China, as we say at the beginning of each Sinica Podcast episode, is a nation that is reshaping the world. But what does that reshaping really look like, and how does—and should—the world react to China’s role in globalization?
Few are better placed to answer these questions than Kishore Mahbubani, a veteran former diplomat from Singapore who recently ended a stint as dean of the Lee Kuan Yew School of Public Policy. He remains on the faculty there but is taking a sabbatical, in part to write a book for Penguin UK titled Has the West Lost It? His most recent book was titled The ASEAN Miracle: A Catalyst for Peace.

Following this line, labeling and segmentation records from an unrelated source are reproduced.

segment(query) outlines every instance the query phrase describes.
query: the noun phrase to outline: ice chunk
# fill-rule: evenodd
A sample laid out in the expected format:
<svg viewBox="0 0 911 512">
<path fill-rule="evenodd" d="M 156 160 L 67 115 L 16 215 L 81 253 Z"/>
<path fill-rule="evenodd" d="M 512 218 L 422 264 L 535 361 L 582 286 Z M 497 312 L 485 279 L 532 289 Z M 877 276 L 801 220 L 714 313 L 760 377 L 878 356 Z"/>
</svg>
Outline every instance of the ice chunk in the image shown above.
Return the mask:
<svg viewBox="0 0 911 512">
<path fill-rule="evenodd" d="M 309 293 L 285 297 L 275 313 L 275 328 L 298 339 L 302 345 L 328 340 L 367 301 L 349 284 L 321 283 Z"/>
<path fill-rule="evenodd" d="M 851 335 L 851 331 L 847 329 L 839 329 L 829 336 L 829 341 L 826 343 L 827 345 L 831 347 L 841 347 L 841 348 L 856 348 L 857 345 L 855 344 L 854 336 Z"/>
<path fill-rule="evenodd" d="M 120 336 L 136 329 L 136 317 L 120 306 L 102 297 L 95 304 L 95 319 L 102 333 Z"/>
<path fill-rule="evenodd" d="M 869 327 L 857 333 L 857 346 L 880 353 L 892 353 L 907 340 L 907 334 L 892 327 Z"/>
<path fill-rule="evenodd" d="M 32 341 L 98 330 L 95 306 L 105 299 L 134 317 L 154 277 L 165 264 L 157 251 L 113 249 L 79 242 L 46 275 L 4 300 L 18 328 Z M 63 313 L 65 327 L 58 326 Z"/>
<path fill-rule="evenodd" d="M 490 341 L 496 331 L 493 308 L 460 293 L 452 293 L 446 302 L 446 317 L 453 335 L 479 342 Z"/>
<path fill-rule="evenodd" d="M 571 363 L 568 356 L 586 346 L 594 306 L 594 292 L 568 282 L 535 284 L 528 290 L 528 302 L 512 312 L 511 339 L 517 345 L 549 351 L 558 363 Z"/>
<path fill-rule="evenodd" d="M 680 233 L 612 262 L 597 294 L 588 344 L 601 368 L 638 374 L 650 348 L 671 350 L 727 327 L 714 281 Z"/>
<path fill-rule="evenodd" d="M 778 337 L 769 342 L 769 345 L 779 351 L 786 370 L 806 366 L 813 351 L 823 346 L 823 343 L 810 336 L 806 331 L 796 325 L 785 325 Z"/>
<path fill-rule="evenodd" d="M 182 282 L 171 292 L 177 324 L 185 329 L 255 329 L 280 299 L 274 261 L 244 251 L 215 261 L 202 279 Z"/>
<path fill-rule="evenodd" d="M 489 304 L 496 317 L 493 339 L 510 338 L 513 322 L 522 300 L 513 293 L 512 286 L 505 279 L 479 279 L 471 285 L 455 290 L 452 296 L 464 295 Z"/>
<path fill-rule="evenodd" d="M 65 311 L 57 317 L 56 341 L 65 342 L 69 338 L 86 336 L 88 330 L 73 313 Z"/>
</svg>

In this podcast, Mahbubani, as he often does, brings up a number of provocative ideas (read here a piece in the Huffington Post last year in which he raises many of the same ideas), particularly for Americans. Among them:
- The most important event of 2001 was not the 9/11 terrorist attacks, but China’s entry into the World Trade Organization.
- The U.S. and China are perfectly positioned for an infrastructure cooperation deal, but China’s communist identity, more than anything, makes such cooperation unthinkable.
- To address this psychological block, Americans—and all Westerners—should think of China’s government as led by the Chinese Civilization Party, not the Chinese Communist Party, because its goal is to revive Chinese civilization, not to export communism.
- If Americans don’t start preparing for a world in which they are the number two power, the political shock when it happens could very well lead to a president even more misguided than Trump. (Both the International Monetary Fund moving its headquarters to China and Chinese currency becoming the primary international reserve currency in the coming decades are inevitable, for example, Mahbubani argues.)